The middling yuks, episodic narrative and mild showbiz satire (most sitcoms are stupid, TV execs are fatuous know-it-alls, etc.) would all look considerably flatter if the whole package weren’t so well turned. Marten Tedin’s attractive lensing is the most conspicuous way in which “Road Hard” belies its purported $1.5 million budget, with tech and design contributions down the line giving the pic a polish that some major studio comedies many times its cost could do well to emulate.

Film Review: 'Road Hard'

Reviewed online, San Francisco, March 2, 2015. Running time: 98 MIN.

Production

A FilmBuff release of a Sontalia Pictures presentation in association with Hench in the Trench Prods. Produced by Nate Adams, Adam Carolla, Kevin Hench. Executive producers, Mike August, Thomas James Bowman, Brad Butler, Adam Cohen, Bryan Ince, Bill Mahoney, Rick Mason, Mark Mohtashemi, Richard Murillo, Dave Pasant, Stephan Pettit, Matt Philo, Tim Reed. Co-producer, Kelly Carter.

Crew

Directed, written by Adam Carolla, Kevin Hench.

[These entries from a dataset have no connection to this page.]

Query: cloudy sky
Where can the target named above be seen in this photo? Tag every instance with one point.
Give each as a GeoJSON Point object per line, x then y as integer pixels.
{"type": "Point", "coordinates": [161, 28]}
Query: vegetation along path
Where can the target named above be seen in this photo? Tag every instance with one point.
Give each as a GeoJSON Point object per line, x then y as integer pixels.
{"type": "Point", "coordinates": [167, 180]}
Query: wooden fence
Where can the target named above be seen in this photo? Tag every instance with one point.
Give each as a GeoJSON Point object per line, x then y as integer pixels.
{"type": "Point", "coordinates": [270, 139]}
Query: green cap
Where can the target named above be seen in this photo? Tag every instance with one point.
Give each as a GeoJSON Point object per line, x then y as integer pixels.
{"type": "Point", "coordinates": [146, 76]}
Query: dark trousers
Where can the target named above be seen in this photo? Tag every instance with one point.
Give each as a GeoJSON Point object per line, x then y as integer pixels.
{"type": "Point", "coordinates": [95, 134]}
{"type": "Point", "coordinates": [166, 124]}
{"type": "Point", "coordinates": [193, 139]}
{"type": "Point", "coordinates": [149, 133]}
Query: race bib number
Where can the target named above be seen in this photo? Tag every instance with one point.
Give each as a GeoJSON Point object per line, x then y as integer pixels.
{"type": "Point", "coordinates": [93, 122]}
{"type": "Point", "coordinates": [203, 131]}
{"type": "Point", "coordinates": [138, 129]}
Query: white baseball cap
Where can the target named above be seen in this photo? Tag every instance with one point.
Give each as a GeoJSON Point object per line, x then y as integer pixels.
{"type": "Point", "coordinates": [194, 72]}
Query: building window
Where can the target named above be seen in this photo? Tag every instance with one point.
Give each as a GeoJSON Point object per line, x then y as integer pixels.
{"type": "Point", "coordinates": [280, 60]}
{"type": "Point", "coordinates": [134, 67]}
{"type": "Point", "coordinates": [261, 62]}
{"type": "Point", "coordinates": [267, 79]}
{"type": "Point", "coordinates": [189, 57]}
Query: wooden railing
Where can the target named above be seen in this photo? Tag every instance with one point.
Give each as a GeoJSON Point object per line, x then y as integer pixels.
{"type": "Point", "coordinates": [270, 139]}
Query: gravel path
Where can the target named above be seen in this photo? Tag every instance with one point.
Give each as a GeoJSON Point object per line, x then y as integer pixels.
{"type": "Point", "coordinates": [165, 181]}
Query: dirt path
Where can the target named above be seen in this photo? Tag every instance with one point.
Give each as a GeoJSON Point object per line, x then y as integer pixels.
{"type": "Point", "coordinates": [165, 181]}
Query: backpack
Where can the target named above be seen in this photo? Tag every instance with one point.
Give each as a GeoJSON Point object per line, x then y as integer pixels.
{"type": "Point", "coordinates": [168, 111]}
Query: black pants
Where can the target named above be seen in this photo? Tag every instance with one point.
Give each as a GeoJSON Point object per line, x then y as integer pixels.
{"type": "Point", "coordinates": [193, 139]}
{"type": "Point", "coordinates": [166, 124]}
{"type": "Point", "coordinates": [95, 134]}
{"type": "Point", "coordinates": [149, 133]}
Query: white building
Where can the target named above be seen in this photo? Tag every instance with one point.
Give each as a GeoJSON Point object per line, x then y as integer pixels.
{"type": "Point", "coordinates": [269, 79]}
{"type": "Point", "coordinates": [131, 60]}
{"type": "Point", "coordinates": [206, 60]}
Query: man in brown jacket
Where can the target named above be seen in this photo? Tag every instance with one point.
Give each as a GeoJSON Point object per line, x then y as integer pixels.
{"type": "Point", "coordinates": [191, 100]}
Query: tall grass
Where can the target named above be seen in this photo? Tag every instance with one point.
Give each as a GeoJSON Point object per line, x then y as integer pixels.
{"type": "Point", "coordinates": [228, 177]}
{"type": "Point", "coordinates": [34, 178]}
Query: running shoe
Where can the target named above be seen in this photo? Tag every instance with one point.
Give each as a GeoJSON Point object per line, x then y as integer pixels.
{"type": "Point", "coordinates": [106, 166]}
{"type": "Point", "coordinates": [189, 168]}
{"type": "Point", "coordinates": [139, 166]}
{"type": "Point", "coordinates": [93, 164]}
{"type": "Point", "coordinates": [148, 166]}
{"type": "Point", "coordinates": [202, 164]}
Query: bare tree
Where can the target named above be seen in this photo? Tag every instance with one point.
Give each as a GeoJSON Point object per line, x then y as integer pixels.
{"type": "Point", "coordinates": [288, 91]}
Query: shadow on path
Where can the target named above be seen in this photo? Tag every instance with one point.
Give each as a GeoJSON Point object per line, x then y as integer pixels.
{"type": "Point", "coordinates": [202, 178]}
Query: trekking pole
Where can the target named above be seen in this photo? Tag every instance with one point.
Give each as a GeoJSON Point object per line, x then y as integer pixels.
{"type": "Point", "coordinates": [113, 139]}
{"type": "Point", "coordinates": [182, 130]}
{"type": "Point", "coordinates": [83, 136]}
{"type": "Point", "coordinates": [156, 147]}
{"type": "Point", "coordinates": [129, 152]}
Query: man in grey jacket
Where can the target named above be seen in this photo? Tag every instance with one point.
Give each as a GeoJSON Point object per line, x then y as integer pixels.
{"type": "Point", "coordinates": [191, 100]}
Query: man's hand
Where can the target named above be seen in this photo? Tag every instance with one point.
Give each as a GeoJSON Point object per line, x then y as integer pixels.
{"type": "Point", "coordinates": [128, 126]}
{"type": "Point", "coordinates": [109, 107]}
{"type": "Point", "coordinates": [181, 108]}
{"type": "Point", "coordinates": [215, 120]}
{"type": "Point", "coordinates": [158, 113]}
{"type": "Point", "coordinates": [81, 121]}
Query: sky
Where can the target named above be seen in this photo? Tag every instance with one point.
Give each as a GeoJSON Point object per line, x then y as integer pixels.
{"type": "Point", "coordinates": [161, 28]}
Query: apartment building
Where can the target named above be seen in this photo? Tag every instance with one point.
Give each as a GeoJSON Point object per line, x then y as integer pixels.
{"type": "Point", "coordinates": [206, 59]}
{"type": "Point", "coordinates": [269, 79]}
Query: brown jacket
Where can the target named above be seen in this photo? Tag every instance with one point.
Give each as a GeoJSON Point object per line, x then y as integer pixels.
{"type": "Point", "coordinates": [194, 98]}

Camera (color, HD), Marten Tedin; editor, Ryan Brown; music, Andrew Johnson, Bruce & Billy Ray Fingers; music supervisor, Liz Gallacher; production designer, Celine Diano; set decorator, Rebekah Bell; costume designer, Stefanie Lain; sound, Kennard Morris; supervising sound editor, Trip Brock; re-recording mixer, Kelly Vandever; second unit director, Nate Adams; assistant director, Dave Halls; casting, Mary Jo Slater.

With

Adam Carolla, Jay Mohr, Cynthy Wu, David Koechner, David Alan Grier, Philip Rosenthal, Larry Miller, Illeana Douglas, Diane Farr, Dana Gould, Howie Mandel.